The team of Hai-Kun Liu's DKFZ Young Investigators Group likewise researches cancer stem cells. They recently discovered a key molecule of cancer stem cells in the mouse model, which are responsible for the development of malignant brain tumours. When they switched off production of this protein by genetic interference, the cancer stem cells lost their ability for self-renewal and the cancer ridden mice survived for longer. The brain tumours that Liu and his team researched in mice are similar to aggressive glioblastoma in humans. "We assume that blocking the protein can curb also growth of aggressive brain tumours in humans", says Liu. They have already achieved this in the Petri dish with human glioblastoma stem cell lines. So the protein would be a promising target structure for treatment and the wolves could thus possibly not only be exposed, but also combated.

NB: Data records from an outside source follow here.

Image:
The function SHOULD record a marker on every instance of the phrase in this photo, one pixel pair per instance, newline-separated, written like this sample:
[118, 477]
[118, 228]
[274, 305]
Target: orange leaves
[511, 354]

Prof. Andreas Trumpp heads the Division of Stem Cells and Cancer at the German Cancer Research Center (DKFZ) in Heidelberg and is also Managing Director of the Heidelberg Institute for Stem Cell Technology and Experimental Medicine (HI-STEM gGmbH), which was established in 2009 as a public-private partnership by the DKFZ and the Dietmar Hopp Stiftung with the aim of rendering basic research results useful to cancer medicine in the best manner possible. "The mission of the scientists in my division and at HI-STEM is to research tumour stem cells in detail, to develop innovative approaches for diagnosis and treatment and to thus improve the chances of survival for cancer patients", says Trumpp.